Paul Kavanagh, the Borough Commander for Hammersmith and Fulham of the London Fire Brigade, was present. He was very clear that sprinklers should be installed in all flats in all blocks. The evidence is conclusive. The Chief Fire Officers Association looking at the experience in the UK and internationally states:

“There are no cases on record where multiple fire deaths have occurred in buildings with working sprinkler systems, where those systems have been appropriately designed for the intended purpose, have been properly installed and maintained. The evidence also shows that no lives have been lost in the UK due to fire in homes fitted with domestic sprinkler systems.”

The Council’s report said that the costs of its Fire Safety Plus programme would be “between £20-50 million.”

Within that budget sprinklers in each council home could be funded. Hammersmith and Fulham Council has 12,500 tenanted properties and 4,600 leasehold properties. So 17,000 (including 4,000 street properties where sprinklers would still improve safety although the current risk is obviously lower than in blocks of flats.) The Callow Mount report found that the cost of retrofitting was £1,150 per flat. The total cost would be around £20 million even if street properties were included.

The reason sprinklers should be the priority is that where they are installed (and properly maintained) they will save lives even when the other hazards are overlooked. For instance there are many blocks in the borough where steel window frames have been replaced with plastic ones. As the Fire Brigade Borough Commander confirmed last night that increases risk – as plastic burns rather more easily than steel. The flames can spread from floor to floor. But if sprinklers are installed the fire won’t spread as it will be put out.

Similarly with cladding, with external panels, with missing fire doors, with exploding electrical appliances, with obstructions at fire exits, with a lack of concierge staff, with a lack of heat detectors, the array of failings in the Fire Risk Assessments (which the Council still hasn’t published)…all these problems can exist but if the sprinklers are installed and maintained death will be averted.

Counting the cost of the Shepherds Court fire

I have been urging Hammersmith and Fulham Council to install sprinklers in all its housing blocks.

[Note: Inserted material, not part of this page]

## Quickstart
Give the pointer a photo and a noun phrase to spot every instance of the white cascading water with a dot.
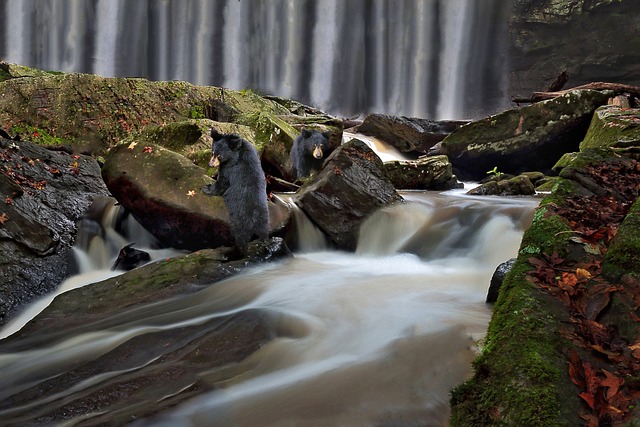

One argument concerns cost. But then we need to consider the financial – as well as human – cost of fires that could be prevented had sprinklers been installed. I asked for the costs relating to the Shepherds Court fire and had the following response

The Acting Head of Financial Investment & Strategy for the Council’s Department says:

“You have asked us to advise on the estimate for the total costs to the Council resulting from the Shepherds Court fire – including loss of rent, cost of emergency accommodation, rebuilding costs, and compensation.

“As at 31st July 2017, the council has incurred:

Capital Works:

Capital works to the value of £630k have been carried out to date and there is an estimated £970k more work to do.

These costs include some works which are over and above the fire damage reinstatement works, like improving fire safety features. The exact proportion of cost attributable to such works has not been determined at this stage. Such enhancement costs cannot be expected to be recovered from the insurers as they are not being incurred because of the fire. 

The element of spend which relates to re-instatement works can be recovered form insurers (subject to the insurers loss adjusters being satisfied with what the council is claiming and the supporting evidence) but the council will need to pay a £100k excess of which £1k will be charged to the Housing Revenue Account and £99k will be charged to the corporate insurance fund.

Revenue costs

The council has also incurred other costs and lost income of £224k of which we expect £206k to be recoverable from insurers, resulting in a net cost/loss of income to the council of £18k.

As some tenants are still in homes that could otherwise be let out to new tenants the loss of income is expected to increase, however all of this is recoverable from insurance subject to the loss adjusters being satisfied.

Therefore, to date, the total estimated net cost to the Housing Revenue Account and Council’s Insurance fund resulting from the damage caused by the Shepherds Court fire is £118k.”